The Sunset Limited
Eason Donner’s current directing gig might well be his easiest: guiding local acting legends (and Elly lifetime achievement award winners) Ed Claudio and James Wheatley in Cormac McCarthy’s The Sunset Limited.
It’s a couple of old dudes sittin’ around talkin’.
The two veteran actors and their young director turn McCarthy’s verbose “drama in novel form” into a riveting philosophical discussion of faith vs. intellect. The characters are called White (Claudio) and Black (Wheatley), for their respective skin colors, and offstage, just before the play begins, Black has saved White from throwing himself in front of a train.
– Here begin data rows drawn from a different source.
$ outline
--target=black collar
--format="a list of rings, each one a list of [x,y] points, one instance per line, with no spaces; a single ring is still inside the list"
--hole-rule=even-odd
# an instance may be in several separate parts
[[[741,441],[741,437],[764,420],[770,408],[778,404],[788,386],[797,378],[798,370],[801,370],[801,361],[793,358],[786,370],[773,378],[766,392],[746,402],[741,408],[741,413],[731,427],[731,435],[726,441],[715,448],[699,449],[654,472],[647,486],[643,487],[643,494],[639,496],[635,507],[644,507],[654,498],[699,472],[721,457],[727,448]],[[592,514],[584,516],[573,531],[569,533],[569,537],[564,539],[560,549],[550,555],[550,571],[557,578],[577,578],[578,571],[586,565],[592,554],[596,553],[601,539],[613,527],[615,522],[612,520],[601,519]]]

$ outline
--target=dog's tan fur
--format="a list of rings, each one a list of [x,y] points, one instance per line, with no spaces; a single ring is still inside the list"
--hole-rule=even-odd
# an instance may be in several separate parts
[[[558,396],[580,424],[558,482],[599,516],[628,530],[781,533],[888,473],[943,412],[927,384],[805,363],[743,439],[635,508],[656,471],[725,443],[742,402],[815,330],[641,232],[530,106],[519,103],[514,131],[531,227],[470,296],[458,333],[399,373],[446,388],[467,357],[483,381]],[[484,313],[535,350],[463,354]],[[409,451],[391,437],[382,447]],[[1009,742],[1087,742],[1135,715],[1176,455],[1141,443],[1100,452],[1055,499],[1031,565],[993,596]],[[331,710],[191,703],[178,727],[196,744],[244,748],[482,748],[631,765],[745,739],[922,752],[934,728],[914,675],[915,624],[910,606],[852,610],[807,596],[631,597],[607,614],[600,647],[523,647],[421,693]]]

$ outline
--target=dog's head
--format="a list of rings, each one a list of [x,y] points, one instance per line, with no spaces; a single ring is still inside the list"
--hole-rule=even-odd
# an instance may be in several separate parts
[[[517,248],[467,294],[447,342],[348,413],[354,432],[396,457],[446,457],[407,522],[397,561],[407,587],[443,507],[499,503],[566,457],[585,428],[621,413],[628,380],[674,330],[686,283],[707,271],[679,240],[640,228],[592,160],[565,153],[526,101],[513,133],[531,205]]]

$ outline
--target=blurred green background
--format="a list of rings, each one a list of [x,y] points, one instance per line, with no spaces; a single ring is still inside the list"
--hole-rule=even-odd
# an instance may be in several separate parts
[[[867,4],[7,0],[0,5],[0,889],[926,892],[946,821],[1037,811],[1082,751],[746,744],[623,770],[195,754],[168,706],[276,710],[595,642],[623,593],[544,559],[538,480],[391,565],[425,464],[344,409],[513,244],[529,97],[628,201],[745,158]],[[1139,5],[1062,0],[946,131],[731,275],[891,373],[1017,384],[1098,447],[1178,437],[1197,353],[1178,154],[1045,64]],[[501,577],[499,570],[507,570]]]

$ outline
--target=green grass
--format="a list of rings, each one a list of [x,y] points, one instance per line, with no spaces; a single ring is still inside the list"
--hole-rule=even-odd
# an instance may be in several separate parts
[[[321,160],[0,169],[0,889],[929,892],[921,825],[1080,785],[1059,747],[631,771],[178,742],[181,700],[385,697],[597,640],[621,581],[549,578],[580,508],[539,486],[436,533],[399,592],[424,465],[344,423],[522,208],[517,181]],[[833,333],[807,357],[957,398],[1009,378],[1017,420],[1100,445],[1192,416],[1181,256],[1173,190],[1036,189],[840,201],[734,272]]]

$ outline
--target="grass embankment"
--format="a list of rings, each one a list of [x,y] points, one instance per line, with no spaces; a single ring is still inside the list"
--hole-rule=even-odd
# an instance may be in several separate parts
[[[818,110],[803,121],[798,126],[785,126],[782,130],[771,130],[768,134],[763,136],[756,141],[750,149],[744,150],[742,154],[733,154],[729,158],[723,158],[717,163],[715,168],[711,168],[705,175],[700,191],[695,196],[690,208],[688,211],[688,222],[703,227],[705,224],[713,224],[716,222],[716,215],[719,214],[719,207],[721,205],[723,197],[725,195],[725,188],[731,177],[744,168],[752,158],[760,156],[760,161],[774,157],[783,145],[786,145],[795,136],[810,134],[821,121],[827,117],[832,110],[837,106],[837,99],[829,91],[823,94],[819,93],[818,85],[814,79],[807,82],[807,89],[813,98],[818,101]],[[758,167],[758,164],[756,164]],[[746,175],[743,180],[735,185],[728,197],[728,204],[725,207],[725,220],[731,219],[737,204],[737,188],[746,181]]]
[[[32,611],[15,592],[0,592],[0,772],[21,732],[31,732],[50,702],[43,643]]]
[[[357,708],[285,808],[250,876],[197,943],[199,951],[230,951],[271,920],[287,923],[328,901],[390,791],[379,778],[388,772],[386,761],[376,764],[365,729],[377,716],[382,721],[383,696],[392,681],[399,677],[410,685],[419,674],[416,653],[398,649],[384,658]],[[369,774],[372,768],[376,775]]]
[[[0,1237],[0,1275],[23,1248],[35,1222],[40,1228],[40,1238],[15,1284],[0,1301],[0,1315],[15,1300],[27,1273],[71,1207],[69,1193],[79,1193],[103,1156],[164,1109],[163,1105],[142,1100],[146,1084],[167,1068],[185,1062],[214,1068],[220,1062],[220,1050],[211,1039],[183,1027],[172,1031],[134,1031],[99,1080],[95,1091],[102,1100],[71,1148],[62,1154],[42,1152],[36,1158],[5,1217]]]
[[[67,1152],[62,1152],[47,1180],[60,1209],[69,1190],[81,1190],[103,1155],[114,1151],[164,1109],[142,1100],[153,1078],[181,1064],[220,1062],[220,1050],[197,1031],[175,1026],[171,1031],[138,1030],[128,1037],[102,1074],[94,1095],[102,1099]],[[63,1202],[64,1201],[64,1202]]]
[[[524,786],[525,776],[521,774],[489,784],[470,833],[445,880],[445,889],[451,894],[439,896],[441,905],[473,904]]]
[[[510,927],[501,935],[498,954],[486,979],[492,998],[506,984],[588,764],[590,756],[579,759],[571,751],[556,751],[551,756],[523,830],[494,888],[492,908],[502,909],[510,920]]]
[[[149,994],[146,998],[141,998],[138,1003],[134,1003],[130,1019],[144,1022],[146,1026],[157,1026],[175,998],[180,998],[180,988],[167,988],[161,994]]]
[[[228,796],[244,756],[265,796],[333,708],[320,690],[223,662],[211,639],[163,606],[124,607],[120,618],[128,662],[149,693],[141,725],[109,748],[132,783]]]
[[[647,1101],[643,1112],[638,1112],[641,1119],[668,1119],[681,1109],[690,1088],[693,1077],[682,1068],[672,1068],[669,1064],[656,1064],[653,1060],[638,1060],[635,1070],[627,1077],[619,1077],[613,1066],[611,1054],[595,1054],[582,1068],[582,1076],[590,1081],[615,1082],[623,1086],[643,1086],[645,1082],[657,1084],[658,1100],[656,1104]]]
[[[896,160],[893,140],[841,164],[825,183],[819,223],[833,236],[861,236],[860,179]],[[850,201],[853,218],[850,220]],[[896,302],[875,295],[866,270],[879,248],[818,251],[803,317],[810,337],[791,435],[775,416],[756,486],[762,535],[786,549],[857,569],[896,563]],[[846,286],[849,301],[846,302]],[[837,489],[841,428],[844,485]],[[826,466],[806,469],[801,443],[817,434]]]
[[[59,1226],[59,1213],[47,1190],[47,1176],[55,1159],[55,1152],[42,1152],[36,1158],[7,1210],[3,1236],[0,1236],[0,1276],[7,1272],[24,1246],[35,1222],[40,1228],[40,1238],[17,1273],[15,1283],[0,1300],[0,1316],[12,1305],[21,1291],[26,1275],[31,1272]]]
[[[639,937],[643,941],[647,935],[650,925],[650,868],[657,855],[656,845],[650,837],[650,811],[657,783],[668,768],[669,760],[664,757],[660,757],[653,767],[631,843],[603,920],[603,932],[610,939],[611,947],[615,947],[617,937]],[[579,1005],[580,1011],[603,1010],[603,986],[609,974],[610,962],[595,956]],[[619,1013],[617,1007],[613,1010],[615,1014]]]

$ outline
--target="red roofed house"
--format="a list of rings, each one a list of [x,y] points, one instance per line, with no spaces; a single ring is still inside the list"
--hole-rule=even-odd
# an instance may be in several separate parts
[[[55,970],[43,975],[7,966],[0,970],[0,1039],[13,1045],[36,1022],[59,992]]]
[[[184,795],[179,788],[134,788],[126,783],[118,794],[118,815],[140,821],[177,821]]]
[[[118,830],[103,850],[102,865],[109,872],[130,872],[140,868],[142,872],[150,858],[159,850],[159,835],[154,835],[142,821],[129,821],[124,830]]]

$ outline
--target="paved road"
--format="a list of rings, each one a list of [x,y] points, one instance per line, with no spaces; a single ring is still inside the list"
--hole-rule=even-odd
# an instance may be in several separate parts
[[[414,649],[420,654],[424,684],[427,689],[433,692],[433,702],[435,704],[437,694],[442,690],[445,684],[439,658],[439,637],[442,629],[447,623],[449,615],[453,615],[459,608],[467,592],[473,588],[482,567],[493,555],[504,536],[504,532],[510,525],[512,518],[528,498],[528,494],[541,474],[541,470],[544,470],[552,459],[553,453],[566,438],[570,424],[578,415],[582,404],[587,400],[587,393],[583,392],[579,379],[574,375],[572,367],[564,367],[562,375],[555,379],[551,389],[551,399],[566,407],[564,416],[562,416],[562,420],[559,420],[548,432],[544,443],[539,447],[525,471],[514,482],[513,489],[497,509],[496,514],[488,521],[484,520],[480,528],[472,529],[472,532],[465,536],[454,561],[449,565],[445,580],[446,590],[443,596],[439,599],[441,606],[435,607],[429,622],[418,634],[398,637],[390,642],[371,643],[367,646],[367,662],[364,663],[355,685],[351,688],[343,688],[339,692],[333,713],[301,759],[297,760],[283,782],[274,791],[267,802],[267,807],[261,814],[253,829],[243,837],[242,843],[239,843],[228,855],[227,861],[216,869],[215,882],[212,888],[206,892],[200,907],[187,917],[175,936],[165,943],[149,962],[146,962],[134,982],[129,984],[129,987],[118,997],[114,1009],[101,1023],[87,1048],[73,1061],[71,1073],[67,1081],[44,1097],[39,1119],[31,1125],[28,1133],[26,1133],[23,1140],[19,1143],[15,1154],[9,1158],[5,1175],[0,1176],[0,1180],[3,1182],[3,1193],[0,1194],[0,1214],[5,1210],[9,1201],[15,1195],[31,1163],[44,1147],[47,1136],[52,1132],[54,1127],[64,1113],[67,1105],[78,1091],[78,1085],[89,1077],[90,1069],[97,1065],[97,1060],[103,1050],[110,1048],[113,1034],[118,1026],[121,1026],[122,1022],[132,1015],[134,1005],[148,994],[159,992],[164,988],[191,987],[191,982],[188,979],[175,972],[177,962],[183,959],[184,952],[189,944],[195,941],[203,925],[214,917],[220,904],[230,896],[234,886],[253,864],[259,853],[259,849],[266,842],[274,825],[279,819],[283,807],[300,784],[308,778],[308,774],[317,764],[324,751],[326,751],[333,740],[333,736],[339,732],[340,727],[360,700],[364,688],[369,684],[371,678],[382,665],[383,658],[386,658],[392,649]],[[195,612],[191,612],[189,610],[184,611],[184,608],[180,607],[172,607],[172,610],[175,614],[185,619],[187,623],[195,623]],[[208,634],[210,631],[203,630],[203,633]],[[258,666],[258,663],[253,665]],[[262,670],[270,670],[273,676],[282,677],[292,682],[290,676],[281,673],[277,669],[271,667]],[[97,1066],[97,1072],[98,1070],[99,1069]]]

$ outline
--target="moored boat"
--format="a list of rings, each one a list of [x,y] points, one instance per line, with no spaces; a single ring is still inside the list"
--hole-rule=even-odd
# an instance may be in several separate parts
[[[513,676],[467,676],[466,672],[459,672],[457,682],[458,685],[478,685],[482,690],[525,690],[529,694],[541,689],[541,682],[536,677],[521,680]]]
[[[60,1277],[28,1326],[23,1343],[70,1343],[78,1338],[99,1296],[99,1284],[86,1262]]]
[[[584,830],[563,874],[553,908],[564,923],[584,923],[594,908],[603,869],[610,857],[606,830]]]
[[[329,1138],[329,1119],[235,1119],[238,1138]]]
In Black’s sparse apartment, the suicidal, atheistic college professor and the ex-con-turned-preacher who rescued him engage in a battle of wits over their existential dilemma. That neither has all the answers or convincingly wins the argument doesn’t detract from the power of their encounter. Edgy and agitated, Claudio powerfully portrays a smart man at the end of his rope, convinced of the futility of life and clinging to only one hope: that when it’s over, it is truly over. Wheatley is captivating from the moment he opens his mouth. Alternately at ease and coiled up, he gives a remarkably textured performance.
They are a rare pair and this—a reprise from last year’s successful run—is a magnificent show.